Zend Cycle Bypass Macros (HashTable Iteration)

Published on June 20, 2016

Zend Cycle Bypass Macros (HashTable Iteration)

  • Tutorial
Continuing his superficial study of the source code for PHP (7.0.7) and writing a simple extensionto him, I would like to go a little deeper this time and describe the methods of traversing the array through the accepted function argument, which I met when implementing a simple PHP median () function. The task of this function is simple - to return the arithmetic mean value. Perhaps this publication will be useful to other PHP developers, like me, who decided in their free time to study a little the architecture of their favorite language, in which they earn money. In a previous publication, I whipped up the technique of quickly creating an extension in PHP with implementations of the factorial calculation function. It is simple to the extent that it takes a simple parameter of an integer type and then is called recursively. The implementation of the median () function is complicated by the fact that the accepted parameter is an array, you need to go through it to sum the total value,

At the moment, I have simplified the task by the fact that I know that all the accepted elements of the array are numbers. The source code for PHP extensions is surprising in that “everything is written” here through the use of macros. At least such an initial opinion is created. It turns out that macros are also used to traverse the list of elements in the array. For clarity, I will immediately give the function code followed by a short description.

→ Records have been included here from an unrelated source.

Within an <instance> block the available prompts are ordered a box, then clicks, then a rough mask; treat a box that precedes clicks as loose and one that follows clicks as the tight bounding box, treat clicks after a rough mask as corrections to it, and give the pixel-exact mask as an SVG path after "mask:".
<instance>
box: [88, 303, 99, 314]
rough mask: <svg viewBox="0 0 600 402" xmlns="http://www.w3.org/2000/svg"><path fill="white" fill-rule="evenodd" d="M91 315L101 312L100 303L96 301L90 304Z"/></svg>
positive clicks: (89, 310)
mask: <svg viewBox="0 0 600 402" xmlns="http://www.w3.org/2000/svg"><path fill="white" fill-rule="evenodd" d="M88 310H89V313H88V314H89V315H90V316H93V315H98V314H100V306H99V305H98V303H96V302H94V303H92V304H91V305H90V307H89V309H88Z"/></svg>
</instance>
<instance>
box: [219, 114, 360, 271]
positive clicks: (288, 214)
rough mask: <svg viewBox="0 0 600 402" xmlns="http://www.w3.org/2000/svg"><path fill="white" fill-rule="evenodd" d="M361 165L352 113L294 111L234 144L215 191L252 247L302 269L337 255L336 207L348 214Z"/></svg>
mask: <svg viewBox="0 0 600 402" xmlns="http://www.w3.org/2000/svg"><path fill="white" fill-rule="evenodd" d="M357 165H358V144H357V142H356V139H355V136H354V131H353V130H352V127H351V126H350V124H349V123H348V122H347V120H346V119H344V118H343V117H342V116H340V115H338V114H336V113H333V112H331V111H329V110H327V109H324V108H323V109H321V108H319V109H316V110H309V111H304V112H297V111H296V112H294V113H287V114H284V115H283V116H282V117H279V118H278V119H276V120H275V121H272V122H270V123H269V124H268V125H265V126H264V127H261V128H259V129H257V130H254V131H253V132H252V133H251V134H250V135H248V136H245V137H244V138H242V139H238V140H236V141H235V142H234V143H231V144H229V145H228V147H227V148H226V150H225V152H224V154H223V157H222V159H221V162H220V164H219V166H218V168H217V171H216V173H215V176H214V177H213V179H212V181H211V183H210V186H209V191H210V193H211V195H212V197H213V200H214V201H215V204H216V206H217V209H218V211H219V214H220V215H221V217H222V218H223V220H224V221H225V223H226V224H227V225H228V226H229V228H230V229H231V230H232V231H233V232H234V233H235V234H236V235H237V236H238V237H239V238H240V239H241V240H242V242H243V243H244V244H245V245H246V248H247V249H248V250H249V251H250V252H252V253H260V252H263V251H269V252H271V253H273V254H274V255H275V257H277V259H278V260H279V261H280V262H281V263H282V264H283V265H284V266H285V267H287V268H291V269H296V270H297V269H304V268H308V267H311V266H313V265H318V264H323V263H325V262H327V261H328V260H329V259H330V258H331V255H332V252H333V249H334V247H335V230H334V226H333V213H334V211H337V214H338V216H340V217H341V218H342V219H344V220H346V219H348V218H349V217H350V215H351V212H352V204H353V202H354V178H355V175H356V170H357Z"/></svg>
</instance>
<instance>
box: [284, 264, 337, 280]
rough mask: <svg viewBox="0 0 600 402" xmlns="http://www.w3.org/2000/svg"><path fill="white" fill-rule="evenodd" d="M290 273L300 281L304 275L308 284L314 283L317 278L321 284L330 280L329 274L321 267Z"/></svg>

The function is described all in the same file - mathstat.c extension mathstat. Link to github.

Listing the mathstat extension functions:

const zend_function_entry mathstat_functions[] = {
        PHP_FE(confirm_mathstat_compiled,       NULL)           /* For testing, remove later. */
        PHP_FE(ms_factorial,    arginfo_ms_factorial)
        PHP_FE(ms_median,       NULL)
        PHP_FE_END      /* Must be the last line in mathstat_functions[] */
};


The very definition of the function body:

PHP_FUNCTION(ms_median)
{
   int argc = ZEND_NUM_ARGS();
   double total = 0;
   int count = 0;
   zval *array,
        *value;
   if (zend_parse_parameters(argc, "a", &array) == FAILURE) {
        RETURN_DOUBLE(0);
   }
   ZEND_HASH_FOREACH_VAL(Z_ARRVAL_P(array), value) {
        total = total + zval_get_double (value);
        count += 1;
   } ZEND_HASH_FOREACH_END();
   if (count == 0 || total == 0) {
        RETURN_DOUBLE(0);
   }
   RETURN_DOUBLE(total/count);
}


If you look at the body of the function, then, like last time, the parameter check function is called, where as a template of the accepted type of the argument we set the value “a” (array)

   if (zend_parse_parameters(argc, "a", &array) == FAILURE) {
        RETURN_DOUBLE(number);
   }


Now the most interesting part is the loop through implemented through the macro ZEND_HASH_FOREACH_VAL. In total, the macros that pass through the array I found in the references 7 pieces. At the same time, the term HashTable is used everywhere instead of an array. For our case, I chose the simplest macro. The first argument he receives the received array through the function, and the second zval (the basic data structure that stores the value and data type - video for this part of Dmitry Stogov). In this case, I just call the zval_get_double function, which, roughly speaking, returns the value from the array to me. If you rewrite this to regular PHP code, you get:

  1 <?php
  2   $array = [1,2,3];
  3
  4   $number = 0;
  5   $count = 0;
  6
  7   foreach($array as $val) {
  8      $number += $val;
  9      $count += 1;
 10   }
 11
 12   echo "cnt: ".$count." total: ".$number."\n";
 13 ?>


That is, in fact, nothing complicated, the same record, only using a macro. If you look at another more advanced macro,

ZEND_HASH_FOREACH_STR_KEY_VAL(ht, key, val)


without code, it’s already clear that this is an analogue of the php loop:

foreach($array as $key => $value) {
} 


For clarity, I will give all the macros from the directory:

ZEND_HASH_FOREACH_VAL(ht, val)
ZEND_HASH_FOREACH_KEY(ht, h, key)
ZEND_HASH_FOREACH_PTR(ht, ptr)
ZEND_HASH_FOREACH_NUM_KEY(ht, h)
ZEND_HASH_FOREACH_STR_KEY(ht, key)
ZEND_HASH_FOREACH_STR_KEY_VAL(ht, key, val)
ZEND_HASH_FOREACH_KEY_VAL(ht, h, key, val)


That's all. Thanks for the time taken and the lost money on mobile traffic.